Quand le PCF chassait les immigrés à Vitry et Montigny

David Labica

Quand le PCF chassait les immigrés à Vitry et Montigny

David Labica

Au début des années 1980, le PCF se signale par deux affaires qui le mettent en cause dans des faits de violences contre des immigrés : l’attaque au bulldozer d’un foyer d’immigrés maliens à Vitry-sur-Seine et une manifestation contre un immigré marocain soupçonné de trafic de drogue à Montigny-lès-Cormeilles. Le parti des ouvriers cédait ainsi au racisme patronal.

Vitry : attaque au Bulldozer d’un foyer d’immigrés par le PCF

Mercredi 24 décembre 1980, veille de Noël, une cinquantaine de personnes débarquent dans le foyer qui accueille 318 immigrés maliens à Vitry-sur-Seine depuis le dimanche 21 décembre après-midi. En quelques minutes, les cinquante manifestants venus protester contre l’arrivée des ces immigrés dans leur commune coupent les canaux d’accès à l’eau et au gaz dans le bâtiment, arrachent les fils électriques et défoncent les escaliers de l’entrée avec un bulldozer avant de déverser de la terre devant les entrées. Les issues sont murées dans la foulée. Le maire de la ville, Paul Mercieca, élu PCF depuis 1977, serait à l’origine, avec d’autres militants du PCF, de cette attaque d’une violence digne de l’extrême droite.

Très vite, l’affaire fait grand bruit dans la presse et la télévision et révèle un conflit entre la mairie communiste et l’association chargée d’accueillir les immigrés. Cette dernière, l’Adef, détient un bail sur le foyer et vient de réaliser 3 millions de francs de travaux pour le remettre en état. Elle fait s’installer les émigrés venus du Mali dans la ville de Vitry-sur-Seine parce que le foyer où elle les accueille à Saint-Maur est trop vétuste. Mais, le maire de Vitry, Paul Mercieca, voit dans ce geste une double provocation : d’une part, la ville de Saint-Maur et son maire giscardien voudraient se débarrasser des immigrés pour les confier à une mairie PCF et l’Adef ne voudrait pas laisser ce foyer à de « jeunes travailleurs français ». On serait là en pleine lutte des classes des riches bourgeois contre les pauvres ouvriers et en pleine injustice envers les travailleurs français d’après le maire PCF de Vitry-sur-Seine.

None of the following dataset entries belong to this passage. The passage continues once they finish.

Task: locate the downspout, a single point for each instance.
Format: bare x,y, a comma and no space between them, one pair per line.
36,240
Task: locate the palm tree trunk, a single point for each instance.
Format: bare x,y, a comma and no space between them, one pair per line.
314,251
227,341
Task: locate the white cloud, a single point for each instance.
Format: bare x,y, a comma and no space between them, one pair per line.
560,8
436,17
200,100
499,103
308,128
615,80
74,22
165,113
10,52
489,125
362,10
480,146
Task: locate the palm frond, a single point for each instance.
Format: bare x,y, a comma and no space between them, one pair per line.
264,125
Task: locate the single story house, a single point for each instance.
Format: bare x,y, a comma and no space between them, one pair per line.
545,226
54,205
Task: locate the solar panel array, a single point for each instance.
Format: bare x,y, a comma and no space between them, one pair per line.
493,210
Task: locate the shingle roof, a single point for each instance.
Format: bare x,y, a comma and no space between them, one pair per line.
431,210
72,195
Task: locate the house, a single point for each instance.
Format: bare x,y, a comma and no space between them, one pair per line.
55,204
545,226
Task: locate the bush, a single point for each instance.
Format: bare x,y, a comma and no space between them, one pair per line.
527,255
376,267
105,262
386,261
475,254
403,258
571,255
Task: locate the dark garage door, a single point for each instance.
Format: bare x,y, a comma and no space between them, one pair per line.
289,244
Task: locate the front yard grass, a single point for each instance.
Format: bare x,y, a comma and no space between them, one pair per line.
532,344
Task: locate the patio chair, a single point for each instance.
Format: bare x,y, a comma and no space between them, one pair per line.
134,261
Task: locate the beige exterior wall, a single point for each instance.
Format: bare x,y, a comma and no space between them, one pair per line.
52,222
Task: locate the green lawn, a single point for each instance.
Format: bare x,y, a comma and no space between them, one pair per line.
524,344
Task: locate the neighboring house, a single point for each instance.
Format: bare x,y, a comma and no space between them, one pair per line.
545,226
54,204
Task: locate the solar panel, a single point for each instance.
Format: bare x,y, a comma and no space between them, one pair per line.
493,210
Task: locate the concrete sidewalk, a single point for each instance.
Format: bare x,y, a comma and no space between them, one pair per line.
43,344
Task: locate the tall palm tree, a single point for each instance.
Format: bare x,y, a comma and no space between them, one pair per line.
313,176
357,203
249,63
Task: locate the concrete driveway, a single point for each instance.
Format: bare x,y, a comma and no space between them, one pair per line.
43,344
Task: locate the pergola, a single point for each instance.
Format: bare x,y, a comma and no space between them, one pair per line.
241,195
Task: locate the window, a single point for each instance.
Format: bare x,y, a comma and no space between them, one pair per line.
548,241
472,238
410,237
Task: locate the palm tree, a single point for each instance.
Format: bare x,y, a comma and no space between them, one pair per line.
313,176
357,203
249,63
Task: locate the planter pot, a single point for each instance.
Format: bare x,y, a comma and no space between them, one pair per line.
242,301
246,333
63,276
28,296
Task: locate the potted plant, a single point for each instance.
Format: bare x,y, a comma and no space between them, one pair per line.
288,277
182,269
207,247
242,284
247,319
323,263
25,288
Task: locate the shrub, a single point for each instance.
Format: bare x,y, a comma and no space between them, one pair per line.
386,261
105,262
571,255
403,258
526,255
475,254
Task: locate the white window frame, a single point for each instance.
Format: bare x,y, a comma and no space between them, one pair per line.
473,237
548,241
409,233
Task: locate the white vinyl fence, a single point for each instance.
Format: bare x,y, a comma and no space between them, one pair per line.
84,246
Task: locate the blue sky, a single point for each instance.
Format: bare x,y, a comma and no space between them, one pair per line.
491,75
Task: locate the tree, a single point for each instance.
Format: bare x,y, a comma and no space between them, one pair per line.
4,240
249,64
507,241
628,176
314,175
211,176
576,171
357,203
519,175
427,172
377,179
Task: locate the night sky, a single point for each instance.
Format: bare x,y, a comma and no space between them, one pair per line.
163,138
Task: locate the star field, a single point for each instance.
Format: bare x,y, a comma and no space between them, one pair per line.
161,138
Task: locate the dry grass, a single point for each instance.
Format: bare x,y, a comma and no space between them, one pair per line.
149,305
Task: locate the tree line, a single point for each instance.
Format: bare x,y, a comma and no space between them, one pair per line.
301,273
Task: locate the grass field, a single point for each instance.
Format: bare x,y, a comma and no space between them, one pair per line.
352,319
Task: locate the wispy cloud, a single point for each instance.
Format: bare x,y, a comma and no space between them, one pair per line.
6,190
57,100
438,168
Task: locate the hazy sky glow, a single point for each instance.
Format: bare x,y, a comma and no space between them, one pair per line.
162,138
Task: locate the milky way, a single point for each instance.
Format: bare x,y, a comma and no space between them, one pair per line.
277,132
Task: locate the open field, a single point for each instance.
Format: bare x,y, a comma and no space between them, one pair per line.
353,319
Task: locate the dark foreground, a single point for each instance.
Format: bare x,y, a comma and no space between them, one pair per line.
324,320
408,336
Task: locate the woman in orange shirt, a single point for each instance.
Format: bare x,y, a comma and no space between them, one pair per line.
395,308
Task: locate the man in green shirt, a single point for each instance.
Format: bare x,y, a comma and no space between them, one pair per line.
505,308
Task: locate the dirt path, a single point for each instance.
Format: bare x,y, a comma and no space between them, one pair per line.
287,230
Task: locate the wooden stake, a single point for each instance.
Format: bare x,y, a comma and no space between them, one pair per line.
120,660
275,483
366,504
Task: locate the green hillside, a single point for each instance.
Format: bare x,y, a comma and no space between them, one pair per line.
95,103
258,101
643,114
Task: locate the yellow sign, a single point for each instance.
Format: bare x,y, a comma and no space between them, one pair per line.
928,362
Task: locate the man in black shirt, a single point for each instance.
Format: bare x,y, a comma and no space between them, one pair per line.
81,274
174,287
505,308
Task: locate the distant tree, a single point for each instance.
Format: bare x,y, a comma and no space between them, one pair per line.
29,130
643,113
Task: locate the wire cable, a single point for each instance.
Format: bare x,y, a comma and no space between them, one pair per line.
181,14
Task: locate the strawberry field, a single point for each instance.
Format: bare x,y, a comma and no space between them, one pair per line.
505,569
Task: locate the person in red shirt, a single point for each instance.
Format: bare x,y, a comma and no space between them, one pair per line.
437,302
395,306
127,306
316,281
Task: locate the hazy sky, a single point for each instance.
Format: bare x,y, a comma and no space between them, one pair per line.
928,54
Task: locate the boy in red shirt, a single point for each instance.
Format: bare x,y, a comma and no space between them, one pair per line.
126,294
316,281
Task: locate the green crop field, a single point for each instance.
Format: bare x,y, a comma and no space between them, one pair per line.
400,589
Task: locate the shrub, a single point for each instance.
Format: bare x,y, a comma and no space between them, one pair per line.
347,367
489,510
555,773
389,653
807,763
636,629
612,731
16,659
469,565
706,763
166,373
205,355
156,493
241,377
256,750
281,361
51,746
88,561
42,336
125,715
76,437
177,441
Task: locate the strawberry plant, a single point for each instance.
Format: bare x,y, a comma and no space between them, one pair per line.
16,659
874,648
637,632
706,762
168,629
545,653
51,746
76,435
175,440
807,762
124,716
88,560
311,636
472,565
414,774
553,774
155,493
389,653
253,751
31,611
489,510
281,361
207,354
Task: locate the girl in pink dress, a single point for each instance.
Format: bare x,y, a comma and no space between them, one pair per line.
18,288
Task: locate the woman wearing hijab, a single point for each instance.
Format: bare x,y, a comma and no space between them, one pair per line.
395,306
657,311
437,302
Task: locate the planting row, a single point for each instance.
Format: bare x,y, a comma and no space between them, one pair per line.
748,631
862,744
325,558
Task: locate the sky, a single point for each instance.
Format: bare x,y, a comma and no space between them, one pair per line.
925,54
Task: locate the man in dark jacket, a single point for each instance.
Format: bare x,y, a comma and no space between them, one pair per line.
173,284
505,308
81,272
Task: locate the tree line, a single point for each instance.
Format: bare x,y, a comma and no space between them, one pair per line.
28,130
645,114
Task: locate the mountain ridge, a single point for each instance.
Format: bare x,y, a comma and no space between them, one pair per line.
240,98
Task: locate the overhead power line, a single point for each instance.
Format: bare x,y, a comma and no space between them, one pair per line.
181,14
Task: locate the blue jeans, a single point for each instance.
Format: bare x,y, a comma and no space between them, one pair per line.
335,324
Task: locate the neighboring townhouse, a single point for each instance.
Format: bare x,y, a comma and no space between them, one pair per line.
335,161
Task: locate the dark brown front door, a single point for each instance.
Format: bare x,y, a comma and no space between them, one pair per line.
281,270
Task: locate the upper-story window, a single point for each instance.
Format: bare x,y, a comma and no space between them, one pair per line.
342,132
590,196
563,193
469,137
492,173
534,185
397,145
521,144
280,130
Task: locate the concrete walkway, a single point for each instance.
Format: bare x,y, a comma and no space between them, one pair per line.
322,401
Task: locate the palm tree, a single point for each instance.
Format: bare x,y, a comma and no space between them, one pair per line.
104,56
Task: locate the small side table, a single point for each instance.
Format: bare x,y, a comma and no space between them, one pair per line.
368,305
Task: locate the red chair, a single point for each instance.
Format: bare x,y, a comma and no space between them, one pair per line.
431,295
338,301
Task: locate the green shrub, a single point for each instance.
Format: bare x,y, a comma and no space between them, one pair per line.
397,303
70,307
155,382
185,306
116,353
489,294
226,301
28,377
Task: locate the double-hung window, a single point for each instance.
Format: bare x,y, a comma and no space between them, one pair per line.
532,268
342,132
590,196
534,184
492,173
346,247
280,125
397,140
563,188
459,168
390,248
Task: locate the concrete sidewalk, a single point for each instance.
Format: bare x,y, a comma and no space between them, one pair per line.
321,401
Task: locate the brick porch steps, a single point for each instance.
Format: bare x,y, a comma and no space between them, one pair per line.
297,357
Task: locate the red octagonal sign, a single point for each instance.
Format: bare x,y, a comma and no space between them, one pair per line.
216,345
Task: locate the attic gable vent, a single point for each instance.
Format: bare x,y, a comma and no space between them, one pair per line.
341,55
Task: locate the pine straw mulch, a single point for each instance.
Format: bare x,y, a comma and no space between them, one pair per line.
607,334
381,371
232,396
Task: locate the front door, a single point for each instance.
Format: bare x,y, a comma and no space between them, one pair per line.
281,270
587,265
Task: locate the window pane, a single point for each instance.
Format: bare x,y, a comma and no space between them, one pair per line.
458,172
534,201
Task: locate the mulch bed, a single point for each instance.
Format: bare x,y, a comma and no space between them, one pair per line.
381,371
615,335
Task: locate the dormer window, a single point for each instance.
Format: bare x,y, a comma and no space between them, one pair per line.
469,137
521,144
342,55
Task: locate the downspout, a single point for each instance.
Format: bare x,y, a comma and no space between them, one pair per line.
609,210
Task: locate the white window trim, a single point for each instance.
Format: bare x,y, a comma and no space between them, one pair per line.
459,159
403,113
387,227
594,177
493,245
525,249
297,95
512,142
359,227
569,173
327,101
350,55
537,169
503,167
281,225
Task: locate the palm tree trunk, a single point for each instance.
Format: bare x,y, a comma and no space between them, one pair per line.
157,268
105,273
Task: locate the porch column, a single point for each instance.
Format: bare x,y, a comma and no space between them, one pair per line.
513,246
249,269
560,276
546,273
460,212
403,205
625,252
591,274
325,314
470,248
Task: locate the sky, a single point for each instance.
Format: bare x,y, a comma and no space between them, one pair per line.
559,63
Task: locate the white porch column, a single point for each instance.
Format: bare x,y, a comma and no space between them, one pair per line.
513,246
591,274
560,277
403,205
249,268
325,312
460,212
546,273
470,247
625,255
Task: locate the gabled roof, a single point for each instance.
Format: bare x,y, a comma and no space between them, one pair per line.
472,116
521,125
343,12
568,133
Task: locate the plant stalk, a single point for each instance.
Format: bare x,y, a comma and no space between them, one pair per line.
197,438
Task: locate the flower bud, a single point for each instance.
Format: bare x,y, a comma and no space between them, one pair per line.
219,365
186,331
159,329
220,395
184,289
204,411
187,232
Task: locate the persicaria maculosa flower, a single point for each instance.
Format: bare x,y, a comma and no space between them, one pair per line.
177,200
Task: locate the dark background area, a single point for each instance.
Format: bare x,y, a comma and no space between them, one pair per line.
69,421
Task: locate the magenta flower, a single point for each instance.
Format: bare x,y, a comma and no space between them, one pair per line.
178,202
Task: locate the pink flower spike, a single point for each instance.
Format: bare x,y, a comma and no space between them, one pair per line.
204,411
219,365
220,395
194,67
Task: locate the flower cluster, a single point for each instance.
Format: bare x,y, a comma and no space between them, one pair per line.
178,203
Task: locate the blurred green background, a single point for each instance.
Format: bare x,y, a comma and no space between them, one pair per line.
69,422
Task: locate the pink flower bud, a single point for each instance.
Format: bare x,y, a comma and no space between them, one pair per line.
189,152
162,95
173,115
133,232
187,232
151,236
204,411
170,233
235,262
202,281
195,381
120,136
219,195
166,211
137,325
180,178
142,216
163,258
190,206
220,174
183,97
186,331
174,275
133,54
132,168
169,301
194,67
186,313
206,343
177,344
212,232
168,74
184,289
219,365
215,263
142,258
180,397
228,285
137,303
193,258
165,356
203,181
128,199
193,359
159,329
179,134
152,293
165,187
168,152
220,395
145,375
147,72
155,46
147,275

Très rapidement, Paul Mercieca dément toute implication dans ce « commando », mais ne condamne pas les violences commises. Sa ligne de défense est de refuser que Vitry devienne un « gigantesque ghetto à immigrés ». Retournant l’accusation qu’on lui fait, il fait afficher dans sa commune un écriteau où l’on peut voir inscrit : « Non au coup de force raciste du maire de Saint-Maur, du préfet et de l’Adef ». Or, le maire de Saint-Maur n’est pas à l’origine de ce transfert des maliens et l’Adef possède tout latitude pour investir ses locaux comme bon lui semble. Cette affaire fait grand bruit et s’inscrit dans une volonté du PCF à l’époque de limiter l’implantation des immigrés dans les villes de banlieue qu’ils dirigent.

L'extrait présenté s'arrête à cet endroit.